The court noted the novel nature of the issue, given that every citation the parties offered was from 2026. One of those cases even called its own ruling “a question of first impression nationwide.” The court “agrees with the analysis and reasoning in the cases cited by Plaintiff.” Those were Warner v. Gilbarco and Morgan v. V2X, Inc., two pro se cases. In particular, the court agreed with the Morgan court’s recognition that “work product protections are typically waived by disclosure to an adversary, or in circumstances that substantially increase the likelihood that an adversary will obtain the materials” (emphasis by the court). Sharing chats with ChatGPT is not disclosure to an adversary, so there was no waiver. The court specifically disagreed with Heppner, the case defendants relied on.
The court did not rest its holding on the fact that Tate is represented. It borrowed its reasoning from Warner and Morgan, both pro se cases, and applied the adversary-waiver rule. That reasoning protects a pro se litigant and a represented one alike. Representation is what makes Tate a factual first. It is not what drove the result.
The court also noted that the parties’ cases are all federal, while “the Texas rules set forth a different standard for protectable attorney work product, and plainly appear on their face to extend that protection to Mr. Tate’s ChatGPT conversations.” However, as I noted, I disagree; the two rules present work product protection in much the same way.

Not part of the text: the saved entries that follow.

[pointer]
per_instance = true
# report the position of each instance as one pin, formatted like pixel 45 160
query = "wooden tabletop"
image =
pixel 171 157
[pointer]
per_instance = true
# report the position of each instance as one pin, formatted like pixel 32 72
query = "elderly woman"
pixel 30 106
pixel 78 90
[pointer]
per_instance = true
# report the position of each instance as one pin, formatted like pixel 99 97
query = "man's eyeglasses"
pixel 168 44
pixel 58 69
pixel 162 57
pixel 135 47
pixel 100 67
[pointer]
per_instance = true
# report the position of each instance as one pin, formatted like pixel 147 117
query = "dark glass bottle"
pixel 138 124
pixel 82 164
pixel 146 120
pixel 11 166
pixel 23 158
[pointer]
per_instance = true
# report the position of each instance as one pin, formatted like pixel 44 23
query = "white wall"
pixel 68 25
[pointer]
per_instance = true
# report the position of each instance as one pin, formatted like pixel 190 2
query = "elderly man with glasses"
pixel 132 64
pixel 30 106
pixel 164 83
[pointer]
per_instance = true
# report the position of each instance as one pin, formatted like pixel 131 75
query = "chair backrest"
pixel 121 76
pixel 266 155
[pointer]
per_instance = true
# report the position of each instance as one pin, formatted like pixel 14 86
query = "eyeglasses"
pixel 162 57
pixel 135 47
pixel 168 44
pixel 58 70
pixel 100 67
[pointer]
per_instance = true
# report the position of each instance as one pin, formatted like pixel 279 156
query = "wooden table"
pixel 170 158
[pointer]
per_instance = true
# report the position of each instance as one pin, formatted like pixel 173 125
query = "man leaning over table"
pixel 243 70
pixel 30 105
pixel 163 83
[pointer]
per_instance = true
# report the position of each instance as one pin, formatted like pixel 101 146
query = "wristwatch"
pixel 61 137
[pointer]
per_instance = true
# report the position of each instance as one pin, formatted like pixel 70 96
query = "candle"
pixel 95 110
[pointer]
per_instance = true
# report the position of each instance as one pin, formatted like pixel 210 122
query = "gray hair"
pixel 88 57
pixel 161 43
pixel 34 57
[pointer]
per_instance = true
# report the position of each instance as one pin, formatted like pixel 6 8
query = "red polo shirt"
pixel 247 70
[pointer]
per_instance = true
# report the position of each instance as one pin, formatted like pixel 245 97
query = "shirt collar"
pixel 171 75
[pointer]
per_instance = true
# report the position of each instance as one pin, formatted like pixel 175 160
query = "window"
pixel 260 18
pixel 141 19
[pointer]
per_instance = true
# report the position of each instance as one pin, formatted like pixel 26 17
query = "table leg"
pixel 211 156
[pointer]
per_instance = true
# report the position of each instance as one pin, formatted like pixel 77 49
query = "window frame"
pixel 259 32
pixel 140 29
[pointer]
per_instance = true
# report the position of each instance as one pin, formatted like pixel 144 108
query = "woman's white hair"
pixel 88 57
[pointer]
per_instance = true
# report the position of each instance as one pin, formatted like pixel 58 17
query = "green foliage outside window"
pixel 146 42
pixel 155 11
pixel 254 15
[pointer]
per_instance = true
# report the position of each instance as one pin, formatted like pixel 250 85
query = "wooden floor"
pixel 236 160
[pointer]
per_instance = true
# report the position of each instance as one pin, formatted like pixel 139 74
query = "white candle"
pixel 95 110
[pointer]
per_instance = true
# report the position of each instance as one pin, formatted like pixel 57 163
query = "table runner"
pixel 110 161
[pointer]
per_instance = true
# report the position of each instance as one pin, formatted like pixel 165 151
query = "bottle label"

Quoting the rule, the court emphasized “material prepared or mental impressions developed in anticipation of litigation or for trial by or for a party.” Tex. R. Civ. P. 192.5(a)(1) (emphasis by the court). After completing its in camera review, the court ordered certain pages produced because they “do not constitute protectable attorney work product within the meaning of” Rule 192.5(a)(1). The rest were protected.
Protective Orders and AI
The court did one more thing that matters for AI practice. As in Morgan, the court required the plaintiff to “disclose to Defendants all discovery materials or products that it has shared with ChatGPT,” including any materials produced under the protective order. That way the court can “address any potential violations of the Protective Order’s terms if and when they may be shown to have occurred.” The court also encouraged the parties to confer and consider negotiating amendments to the protective order to make clear “whether, how, and to what extent if so, Confidential Information may be shared with any AI tool.” This follows the approach in Morgan, where the protective order addressed confidential information in non-secure AI tools.
Two questions are separated here. One is what a party may put into an AI tool. The other is whether a party must reveal what it put in. Tate is about the second. The protective order discussion is about the first. But it is useful to see how courts are handling protective orders, confidential data, and AI.
Where Does Tate Leave Us on Work Product and AI?
Since this is the first case protecting a represented client’s AI use, it is difficult to say how future cases will be decided. But the reasoning in Tate did not depend on representation, which suggests the adversary-waiver framework is where we should focus. That framework is available to represented and pro se parties alike. It is good to see that work product protection can extend to represented individuals under some circumstances.